It's gloomy out - and it just seems like hormones and gloom make a good day for a good story.
I'm completely aware that I think too much, and it's something I'm thinking about stopping.
For the last few days I've been thinking about humiliation.
It's such a strong word isn't it?
Think about it.
Do you feel HUMILIATED?
"Oh my gosh - my child failed algebra - I'm completely HUMILIATED!"
"Oh dear Lord - I ran into Marge at the Piggly Wiggly and I had on no make up nor a bra - I was completely HUMILIATED!"
"Patty just stopped by out of the blue and there were dishes in my sink! I'm HUMILIATED!"
For me - humiliation was a constant companion - for most of my adult life.
Much of it brought on by my choice of eye wear and clothing.
"Ya, I'm fat and I'm wearing horizontal stripes! Suck it!"
"Oh sweet Jesus - I haven't seen Kathy since I weighed 187lbs - I just ran into her at the Dairy Queen - I'm 272lbs - I'm HUMILIATED!"
"Hmmm....when I went in for this surgery I was not wearing these paper panties that I've woken up in.
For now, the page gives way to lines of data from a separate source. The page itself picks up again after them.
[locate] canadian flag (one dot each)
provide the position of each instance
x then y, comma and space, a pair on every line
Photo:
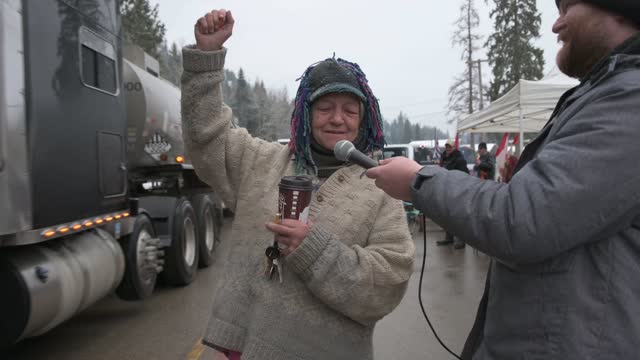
501, 154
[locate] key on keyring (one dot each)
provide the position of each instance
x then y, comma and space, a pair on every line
278, 269
273, 254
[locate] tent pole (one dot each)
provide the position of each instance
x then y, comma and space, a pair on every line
521, 141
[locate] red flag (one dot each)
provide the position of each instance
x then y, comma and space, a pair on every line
515, 139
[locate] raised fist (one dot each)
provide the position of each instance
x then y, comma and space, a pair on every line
213, 29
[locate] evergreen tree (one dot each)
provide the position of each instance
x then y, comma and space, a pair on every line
245, 106
511, 52
464, 93
142, 26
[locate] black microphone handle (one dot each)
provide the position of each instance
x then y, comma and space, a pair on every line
361, 159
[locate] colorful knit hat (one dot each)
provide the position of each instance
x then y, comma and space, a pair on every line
332, 76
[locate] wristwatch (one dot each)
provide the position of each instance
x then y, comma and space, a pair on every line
425, 174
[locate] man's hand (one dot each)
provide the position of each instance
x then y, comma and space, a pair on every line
289, 234
394, 176
213, 29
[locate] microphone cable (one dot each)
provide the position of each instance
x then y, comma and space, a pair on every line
424, 261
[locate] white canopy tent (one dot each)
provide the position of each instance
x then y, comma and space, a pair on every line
525, 108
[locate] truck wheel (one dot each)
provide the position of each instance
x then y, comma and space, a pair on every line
209, 224
140, 275
181, 257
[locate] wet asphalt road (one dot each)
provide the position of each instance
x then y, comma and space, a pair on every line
168, 326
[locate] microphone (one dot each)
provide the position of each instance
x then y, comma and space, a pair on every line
345, 151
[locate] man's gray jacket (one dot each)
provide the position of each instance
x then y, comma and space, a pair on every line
564, 233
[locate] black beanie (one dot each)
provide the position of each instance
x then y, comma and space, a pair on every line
331, 77
629, 9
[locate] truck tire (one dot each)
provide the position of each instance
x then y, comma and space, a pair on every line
139, 280
209, 218
181, 257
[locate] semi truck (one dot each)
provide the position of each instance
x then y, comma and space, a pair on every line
97, 194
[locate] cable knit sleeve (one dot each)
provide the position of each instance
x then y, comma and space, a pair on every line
218, 151
363, 283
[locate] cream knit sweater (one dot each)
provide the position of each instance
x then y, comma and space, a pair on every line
351, 270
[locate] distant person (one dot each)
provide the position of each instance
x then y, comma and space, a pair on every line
485, 167
345, 269
452, 159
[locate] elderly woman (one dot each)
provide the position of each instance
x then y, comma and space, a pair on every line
343, 270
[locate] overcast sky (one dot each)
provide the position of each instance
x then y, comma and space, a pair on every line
403, 46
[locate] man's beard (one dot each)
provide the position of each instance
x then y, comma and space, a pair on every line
580, 55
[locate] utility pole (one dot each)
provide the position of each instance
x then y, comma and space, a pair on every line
480, 90
480, 86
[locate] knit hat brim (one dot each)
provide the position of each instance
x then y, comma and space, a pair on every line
336, 88
629, 9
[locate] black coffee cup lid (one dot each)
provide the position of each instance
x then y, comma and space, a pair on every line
298, 182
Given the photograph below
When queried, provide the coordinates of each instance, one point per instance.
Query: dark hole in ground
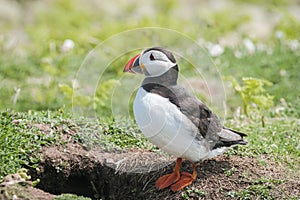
(79, 185)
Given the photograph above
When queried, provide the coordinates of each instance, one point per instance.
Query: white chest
(166, 127)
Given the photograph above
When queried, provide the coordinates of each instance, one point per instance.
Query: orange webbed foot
(169, 179)
(185, 180)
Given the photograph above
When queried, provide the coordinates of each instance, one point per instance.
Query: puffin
(175, 120)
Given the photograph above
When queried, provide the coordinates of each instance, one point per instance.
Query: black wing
(208, 124)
Did the doctor that looked like Mario Lopez wrangle them on my gelatinous 240lb behind??
Perhaps my ultimate humiliation was when we were snorkeling about the Crystal River in Florida with a few very fit friends.
We'd rented a scraggly old Jon boat to do it in.
We were panning the river, back and forth, and as soon as we saw nostrils emerge from the water - we'd bail out of the boat, go under, and look to find them.
I never knew something that weighed 900lbs could be so elusive.
Back into the boat we'd all go.
Well, we did finally get to swim with them, and I have to tell you it was beyond exhilarating.
Back into the boat for the last time.
I was 270lbs.
In a wetsuit.
Surprised I wasn't mistaken for a manatee m'self.
Due to my physical state, due to being wet, exhausted and exhilarated, but mainly due to the fact that I was 270lbs, I couldn't get back in the boat.
My friends tried pulling, they got in the water and they started pushing.
All that was going through my head was 'could this be any more HUMILIATING? - oh yes, I could be nude....that could make this MUCH more humiliating."
We gave up, and I held a rope as I was towed back to the boat dock.
I so hope you are laughing.
The reason I'm sharing this story with you today - because it's become very clear to me that I have a choice.
I have a choice to feel humiliation, or a choice to chuck it off and laugh about it.
I also have a choice to see that painful feeling as a message.
Peter McWilliams says:
“Pain (any pain--emotional, physical, mental) has a message. The information it has about our life can be remarkably specific, but it usually falls into one of two categories: "We would be more alive if we did more of this," and, "Life would be more lovely if we did less of that." Once we get the pain's message, and follow its advice, the pain goes away.”
I'd venture to say that the pain of me being towed back to shore was a message that
'hey girl - you're a bit overweight - perhaps you could change this?'
After working out with my amazing Coach this past week, at times, I have to say I felt that familiar old feeling of humiliation.
Now, the guy's heart is the biggest muscle he's got, and I know wasn't looking at me and thinking 'hey fatso - you are pitiful'.
If he was - I wouldn't have him as a Coach.
So all of that to say this - it just got me all thinking - and yesterday I shed a few tears thinking about it.
I felt stupid, ugly, blubbery, and old.
I felt HUMILIATED.
And somewhere inside I saw this ever small flickering flame that was hope - that was the voice of reason (we've all got one!) that said in it's best Handmade Ryan Gosling voice -
"Hey Girl - you are awesome. You have a choice. Why don't you tie up that humiliated feeling to the back of that Jon boat and let it go back to shore - you are headed for deeper waters."
You see - this weight loss journey hasn't just been about lowering my blood pressure, looking better in clothes, finding out what has more nutrition - broccoli or Brussels sprouts - it's about life. It's about living. It's about facing adversities one at a time - calling that voice in your head that tells you you're pitiful a liar. Shouting it as you cross the line of a marathon! It's about flinging that kettle bell high in the air realizing that there's nothing you can't do if you'll only put your mind to it. Your past only defines you if you let it.